This distressing story from Government Computer News focuses on government servers, but there seems to be no reason to assume what is happening isn't a danger to corporate servers as well.
Tools available to Internet browsers, the writer points out, are becoming more adept at identifying questionable Web sites and stopping phishing attempts. That's great. But it's also true that the malware community is clever and never at a loss for what to do. Its response, according to the story and the Symantec release upon which it is based, is to find loosely protected government servers and use them to host phishing sites that attack that government.
It doesn't sound like it's all that hard, either. At least some of the servers used by a government will be lightly protected. It's also particularly dangerous, since the superimposition of the fake site on a real server makes it seem legitimate.
So far, according to Symantec information, the hackers aren't using the .gov domain name in the United States. But this approach has been seen on servers in 12 nations (Thailand, Indonesia, Hungary, Bangladesh, Argentina, Sri Lanka, Ukraine, China, Brazil, Bosnia-Herzegovina, Columbia and Malaysia). It seems like only a matter of time before it is attempted here.
Regardless of whether the government server attacks have reached our shores or not, the message that server security is important rings loud and clear. IT departments, therefore, should be familiar with the changing face of server security.
This IT-Director.com story describes the launch of the Forefront product family, which Microsoft says is a bookend move to the company's introduction of Windows Live OneCare in May, 2006. Security for the Internet Security and Acceleration Server (2006) is only part of Forefront, the story says. The writer also points out that this is only a partial solution, since Forefront focuses only on Microsoft products.
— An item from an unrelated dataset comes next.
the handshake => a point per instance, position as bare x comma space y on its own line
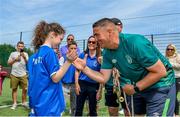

The overall feel of the story is that Forefront is an incomplete product, both for ISA and other Microsoft products. Specific information on Forefront server security has been available since April from Microsoft.
This posting at Virtual Strategy magazine discusses the need for a new security approach altogether -- and suggests one. The writer says servers traditionally are among the most secure of IT assets, but the landscape is rapidly changing as these devices increasingly face the public and other enterprises through the Internet and related IP-based networks. Rising threats and the failure of traditional perimeter security applications make the time ripe for server shields. He adds that they are highly available, accurate and have low latency.
Whether server shields are the answer -- or even if they would have a direct impact on the illicit use of an entity's servers to host phishing sites -- is hard to say. What is clear, however, is that we are entering an era in which server security will be an increasingly vital topic.